Le gouvernement vénézuélien admet que le système judiciaire est en crise

Le régime chaviste confirme que, au moins en termes de justice pénale, la situation du pays est bien pire que ce que dénonçaient ses détracteurs.

Le dernier rapport de l'Observatoire des prisons vénézuéliennes (OVP) indique qu'au Venezuela il y a 26.694 personnes privées de liberté, ce qui générerait une surpopulation de 176,83 %. Mais ils ont échoué.

Le ministre de l'Intérieur, Diosdado Cabello, a précisé qu'en réalité le pays enregistre un total de 58.714 personnes privées de liberté, dont 12.425 sont emprisonnées depuis plus de deux ans sans condamnation et 8.222 sont détenues dans des centres de détention préventive, des lieux autorisés pour des séjours d'un maximum de 48 heures.

Dès son arrivée au pouvoir, la présidente par intérim Delcy Rodríguez a annoncé qu'elle allait promouvoir une réforme de la justice pénale, reconnaissant que le système est miné par la corruption et qu'il est particulièrement dur envers les plus pauvres.

« J'ai des informations et j'ai demandé que les juges qui osent réclamer l'amnistie cessent d'agir », a déclaré le président par intérim, confirmant les plaintes des avocats indépendants et des militants des droits de l'homme.

L'initiative de Rodríguez a conduit un gouvernement caractérisé par l'opacité à offrir des données qui révèlent les déviations du système judiciaire vénézuélien.

Le procureur général du Venezuela, Larry Devoe. EFE/Orlando Barria

Le procureur général, Larry Devoe, a souligné que près de 70 % de la population carcérale appartient aux couches 4 et 5, et que « 81 % sont primaires, c'est-à-dire que c'est la première fois qu'ils sont soumis à la procédure pénale pour la commission d'un crime ».

Cabello lui-même a reconnu que 70% des personnes privées de liberté ont besoin de l'avis de la Défense Publique. « Cela en dit long sur qui est détenu. La personne détenue n'a même pas les moyens de payer un avocat. À qui s'adresse la justice ? » il a demandé.

Devoe a révélé que « 75 % des personnes condamnées ont reconnu les faits, ce qui signifie qu’étant donné le retard procédural et les coûts du processus, la solution est d’admettre les faits pour sortir plus tôt ».

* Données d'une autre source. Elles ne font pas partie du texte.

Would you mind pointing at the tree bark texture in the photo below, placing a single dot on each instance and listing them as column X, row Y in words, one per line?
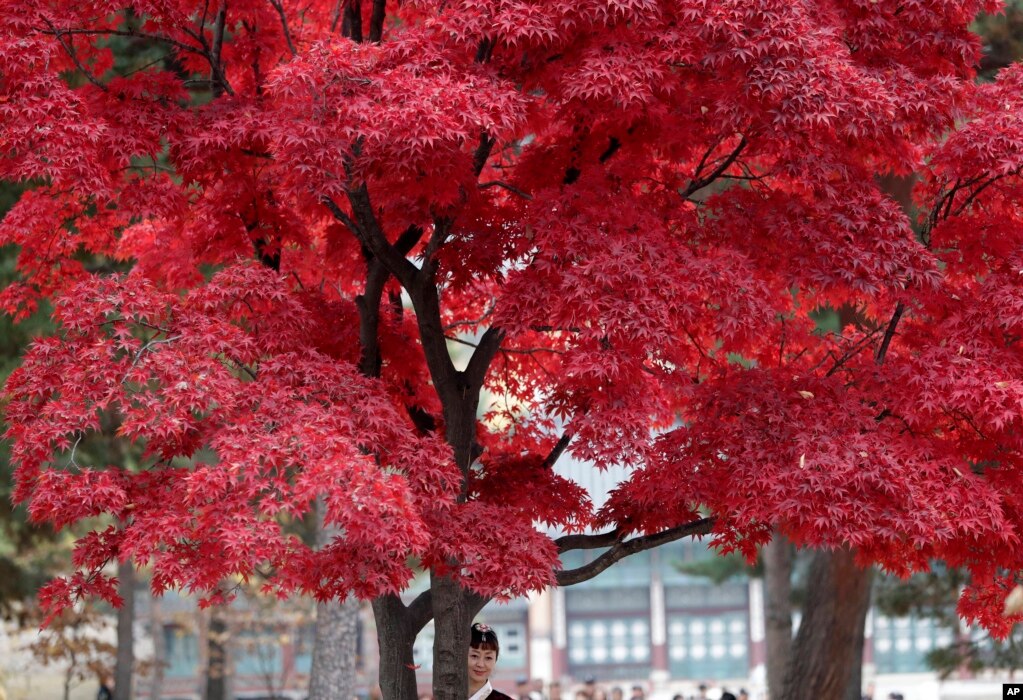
column 451, row 620
column 827, row 654
column 396, row 638
column 777, row 556
column 332, row 673
column 125, row 660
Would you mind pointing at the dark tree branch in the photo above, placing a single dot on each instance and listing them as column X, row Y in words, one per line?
column 475, row 321
column 482, row 152
column 505, row 185
column 484, row 50
column 351, row 27
column 699, row 183
column 613, row 147
column 621, row 549
column 376, row 20
column 74, row 56
column 889, row 333
column 488, row 346
column 216, row 64
column 367, row 230
column 558, row 449
column 125, row 33
column 279, row 6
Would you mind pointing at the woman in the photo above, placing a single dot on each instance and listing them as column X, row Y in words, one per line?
column 483, row 651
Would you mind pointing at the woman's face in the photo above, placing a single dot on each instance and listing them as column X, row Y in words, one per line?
column 481, row 664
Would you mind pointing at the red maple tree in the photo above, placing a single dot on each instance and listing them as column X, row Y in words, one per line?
column 634, row 212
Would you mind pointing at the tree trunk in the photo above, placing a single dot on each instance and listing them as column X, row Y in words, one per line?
column 396, row 639
column 452, row 617
column 125, row 661
column 827, row 655
column 216, row 665
column 777, row 557
column 159, row 648
column 332, row 673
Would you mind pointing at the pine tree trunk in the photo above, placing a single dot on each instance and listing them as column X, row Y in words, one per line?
column 125, row 661
column 216, row 665
column 159, row 648
column 777, row 557
column 827, row 654
column 395, row 639
column 452, row 616
column 332, row 673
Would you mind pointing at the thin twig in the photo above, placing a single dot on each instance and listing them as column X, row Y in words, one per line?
column 504, row 185
column 279, row 6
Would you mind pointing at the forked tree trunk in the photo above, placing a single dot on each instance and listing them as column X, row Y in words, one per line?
column 125, row 660
column 451, row 620
column 336, row 638
column 777, row 556
column 396, row 639
column 332, row 673
column 827, row 654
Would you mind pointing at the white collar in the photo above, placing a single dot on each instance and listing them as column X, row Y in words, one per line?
column 483, row 692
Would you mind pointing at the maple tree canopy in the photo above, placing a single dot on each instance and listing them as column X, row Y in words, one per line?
column 634, row 212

Au vu des statistiques, l'OVP affirme : « Lorsqu'une personne est confrontée à des années de détention préventive, à la surpopulation, à des conditions de détention indignes, au manque de soins médicaux, à une nourriture insuffisante, à la pénurie d'eau potable et à l'incertitude de ne pas savoir quand elle sera jugée, l'aveu des faits cesse d'être une simple décision juridique et peut devenir une stratégie de survie ».

Lors d'une réunion publique de la commission installée par le président Rodríguez pour traiter des changements dans le système pénal, la médiatrice, Eglée González Lobato, a avoué que les demandes dépassaient la capacité de réponse de l'institution.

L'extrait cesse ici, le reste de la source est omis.